Ahora, esa trayectoria toma una nueva forma con Nuevo Rumbo, asociación política estatal que encabeza y que busca convertirse en una plataforma para escuchar, organizar y defender las causas de la ciudadanía queretana.
Nuevo Rumbo obtuvo su registro como asociación política estatal ante el Instituto Electoral del Estado de Querétaro, después de acreditar los requisitos legales, entre ellos miles de afiliaciones válidas, asambleas municipales y estructura territorial. El registro tiene efectos desde el 1 de julio de este año y reconoce a la organización como una nueva vía de participación política local. Registro oficial del IEEQ
Para Connie Herrera, el objetivo no es crear una estructura más para repartir posiciones ni reproducir las viejas prácticas de los partidos. La intención es que las personas puedan sentarse a la mesa, plantear soluciones, impulsar causas y exigir que sus ideas se traduzcan en políticas públicas.

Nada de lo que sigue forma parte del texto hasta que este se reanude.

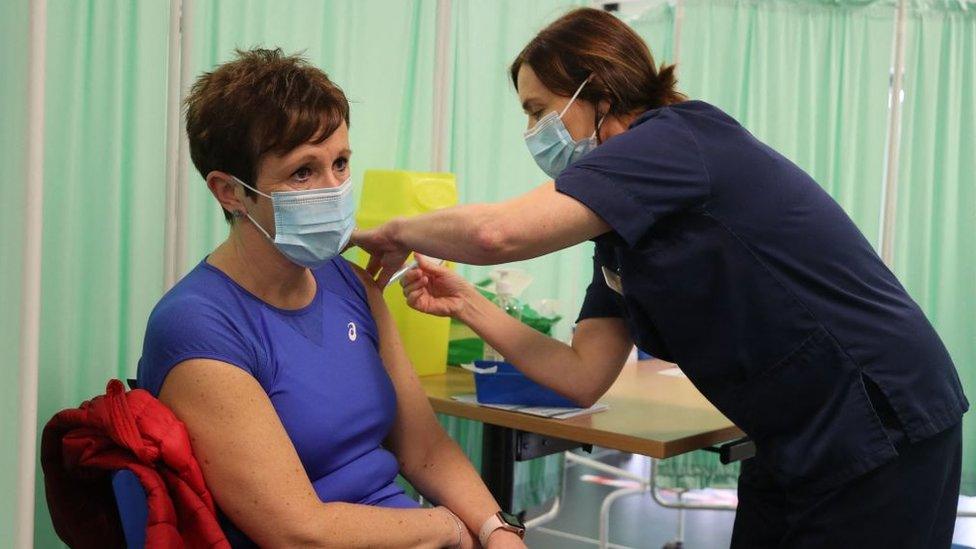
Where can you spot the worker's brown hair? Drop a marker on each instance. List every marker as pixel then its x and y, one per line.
pixel 262 101
pixel 587 42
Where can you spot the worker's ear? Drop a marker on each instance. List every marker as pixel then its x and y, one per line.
pixel 224 189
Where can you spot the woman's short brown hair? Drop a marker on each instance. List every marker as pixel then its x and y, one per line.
pixel 590 42
pixel 262 101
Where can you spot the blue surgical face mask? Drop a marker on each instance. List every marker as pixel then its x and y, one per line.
pixel 312 226
pixel 550 143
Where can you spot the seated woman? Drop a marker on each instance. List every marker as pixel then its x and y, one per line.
pixel 280 357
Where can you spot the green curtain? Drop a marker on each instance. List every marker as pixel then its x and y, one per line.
pixel 811 78
pixel 103 187
pixel 14 25
pixel 486 150
pixel 808 78
pixel 935 235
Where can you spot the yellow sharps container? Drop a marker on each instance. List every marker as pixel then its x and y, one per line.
pixel 392 193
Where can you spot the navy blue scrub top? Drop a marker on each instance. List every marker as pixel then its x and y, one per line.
pixel 734 263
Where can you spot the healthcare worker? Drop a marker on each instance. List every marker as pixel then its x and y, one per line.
pixel 716 252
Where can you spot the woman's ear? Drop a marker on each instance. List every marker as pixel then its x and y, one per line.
pixel 224 188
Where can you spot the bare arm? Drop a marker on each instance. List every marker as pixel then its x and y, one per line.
pixel 428 458
pixel 582 371
pixel 536 223
pixel 256 476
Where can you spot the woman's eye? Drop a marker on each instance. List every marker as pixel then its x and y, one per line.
pixel 303 174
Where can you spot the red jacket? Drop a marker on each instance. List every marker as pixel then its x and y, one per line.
pixel 80 448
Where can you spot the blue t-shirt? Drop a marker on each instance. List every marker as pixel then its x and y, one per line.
pixel 319 365
pixel 738 266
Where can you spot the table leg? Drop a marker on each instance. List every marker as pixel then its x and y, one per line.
pixel 498 464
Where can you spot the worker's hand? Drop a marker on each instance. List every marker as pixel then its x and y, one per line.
pixel 386 255
pixel 435 289
pixel 503 539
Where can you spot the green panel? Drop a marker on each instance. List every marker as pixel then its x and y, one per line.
pixel 104 190
pixel 936 219
pixel 808 78
pixel 14 24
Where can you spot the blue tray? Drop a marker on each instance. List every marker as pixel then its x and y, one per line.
pixel 509 386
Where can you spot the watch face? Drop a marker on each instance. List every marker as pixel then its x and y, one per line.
pixel 511 520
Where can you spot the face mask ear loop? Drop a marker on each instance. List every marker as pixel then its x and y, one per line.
pixel 250 187
pixel 575 95
pixel 247 214
pixel 598 124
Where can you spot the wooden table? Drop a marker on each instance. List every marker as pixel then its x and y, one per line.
pixel 650 413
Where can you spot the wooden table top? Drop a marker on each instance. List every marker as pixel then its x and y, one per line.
pixel 650 413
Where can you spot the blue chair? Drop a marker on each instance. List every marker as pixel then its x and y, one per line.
pixel 130 498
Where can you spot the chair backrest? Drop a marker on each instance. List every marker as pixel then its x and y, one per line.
pixel 130 498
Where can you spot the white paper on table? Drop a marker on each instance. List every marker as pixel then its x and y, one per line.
pixel 541 411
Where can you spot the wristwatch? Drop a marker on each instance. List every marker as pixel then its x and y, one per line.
pixel 501 520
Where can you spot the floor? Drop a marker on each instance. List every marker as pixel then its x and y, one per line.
pixel 638 522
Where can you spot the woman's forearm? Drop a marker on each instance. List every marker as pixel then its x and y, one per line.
pixel 446 476
pixel 471 234
pixel 347 525
pixel 543 359
pixel 539 222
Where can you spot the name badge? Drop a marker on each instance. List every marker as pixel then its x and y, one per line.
pixel 613 280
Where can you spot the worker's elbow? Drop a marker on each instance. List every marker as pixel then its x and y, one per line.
pixel 494 243
pixel 585 400
pixel 587 396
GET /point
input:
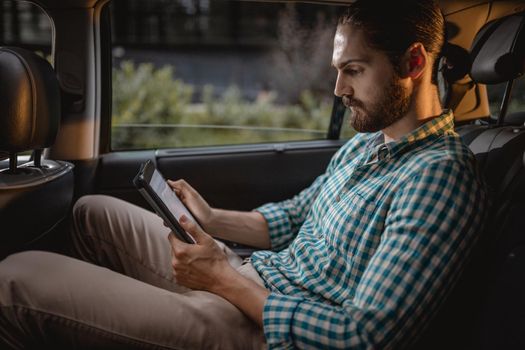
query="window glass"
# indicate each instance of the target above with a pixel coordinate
(517, 101)
(23, 24)
(200, 72)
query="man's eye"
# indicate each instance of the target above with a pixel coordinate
(353, 72)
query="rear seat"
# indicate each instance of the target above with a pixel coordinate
(486, 310)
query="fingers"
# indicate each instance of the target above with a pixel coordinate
(193, 229)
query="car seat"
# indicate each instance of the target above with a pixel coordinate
(486, 308)
(36, 196)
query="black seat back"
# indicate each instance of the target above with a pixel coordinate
(36, 196)
(486, 308)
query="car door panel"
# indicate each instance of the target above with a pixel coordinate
(241, 178)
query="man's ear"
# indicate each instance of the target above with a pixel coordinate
(415, 61)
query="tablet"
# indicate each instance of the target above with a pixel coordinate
(154, 188)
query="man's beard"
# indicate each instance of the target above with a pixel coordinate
(392, 107)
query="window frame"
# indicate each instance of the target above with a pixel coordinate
(332, 137)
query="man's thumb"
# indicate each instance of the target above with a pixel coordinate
(192, 228)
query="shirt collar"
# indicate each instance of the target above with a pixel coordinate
(441, 125)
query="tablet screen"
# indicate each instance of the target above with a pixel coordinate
(166, 194)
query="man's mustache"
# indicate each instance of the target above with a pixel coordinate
(351, 102)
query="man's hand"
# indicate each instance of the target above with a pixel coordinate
(204, 266)
(194, 201)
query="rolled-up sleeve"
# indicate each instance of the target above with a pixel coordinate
(433, 223)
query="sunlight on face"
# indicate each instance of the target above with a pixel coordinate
(367, 82)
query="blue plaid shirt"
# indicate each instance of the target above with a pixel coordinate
(362, 258)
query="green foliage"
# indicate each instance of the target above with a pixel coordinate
(145, 95)
(153, 109)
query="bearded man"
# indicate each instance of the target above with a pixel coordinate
(361, 259)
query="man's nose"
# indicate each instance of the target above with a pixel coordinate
(342, 86)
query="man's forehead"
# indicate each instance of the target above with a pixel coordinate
(349, 44)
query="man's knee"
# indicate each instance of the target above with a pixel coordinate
(17, 271)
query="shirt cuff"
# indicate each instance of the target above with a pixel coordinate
(279, 227)
(278, 316)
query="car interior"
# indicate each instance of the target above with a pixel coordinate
(55, 146)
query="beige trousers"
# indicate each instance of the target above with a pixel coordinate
(120, 295)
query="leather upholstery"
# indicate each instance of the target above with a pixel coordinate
(498, 51)
(29, 101)
(34, 200)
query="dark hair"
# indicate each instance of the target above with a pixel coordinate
(392, 26)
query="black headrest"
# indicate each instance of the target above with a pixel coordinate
(456, 62)
(498, 51)
(29, 101)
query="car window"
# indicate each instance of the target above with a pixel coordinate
(200, 73)
(26, 25)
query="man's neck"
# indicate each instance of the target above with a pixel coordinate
(424, 107)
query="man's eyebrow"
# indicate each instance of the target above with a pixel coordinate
(351, 60)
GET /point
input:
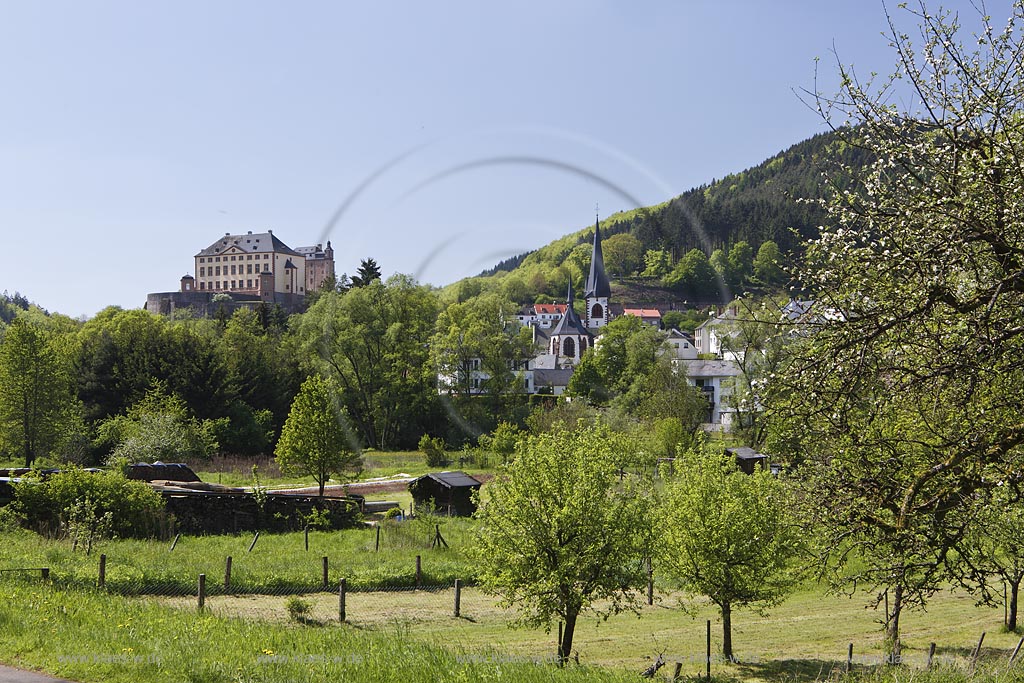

Durante la conversación, Herrera recordó la participación de Querétaro Independiente en la elección de 2021, cuando respaldó la candidatura común de Mauricio Kuri a la gubernatura. Señaló que esa fuerza política no se limitó a acompañar una campaña, sino que puso propuestas sobre la mesa que, con el tiempo, se reflejaron en acciones de gobierno.
Entre las aportaciones que destacó se encuentran el impulso a una Fiscalía Especializada en Feminicidios y los mecanismos de atención ciudadana, como los botones de auxilio. Para Herrera, ese es precisamente el sentido de una fuerza política ciudadana: no esperar a tener el control total de un gobierno para influir y mejorar la vida de las personas.
La exdiputada también sostuvo que los proyectos que encabezó perdieron su registro partidista por vacíos y omisiones de la legislación electoral local. Sin embargo, lejos de abandonar la vida pública, decidió regresar a la raíz de su propuesta: construir una organización que no dependa de las estructuras tradicionales y que mantenga abierto el diálogo con distintos sectores.
Nuevo Rumbo no es un partido político y no postulará candidaturas por sí solo. Pero sí podrá participar en el proceso electoral de 2027 a través de acuerdos de participación con partidos políticos, una figura distinta a las coaliciones y a las candidaturas comunes.
Esto significa que la organización podrá sentarse a dialogar, construir coincidencias y respaldar proyectos que compartan sus causas, sin perder su identidad ni convertirse en una extensión de algún partido.
La apuesta de Connie Herrera es clara: que la ciudadanía deje de ser espectadora y se convierta en protagonista. Que las decisiones públicas no se tomen únicamente en oficinas partidistas, sino también desde las colonias, los municipios, las causas sociales y las voces de quienes no se sienten representados por las opciones de siempre.
Nuevo Rumbo nace con una pregunta de fondo: si tantas personas quieren participar, pero no encuentran un espacio dentro de los partidos, ¿por qué no construir uno propio?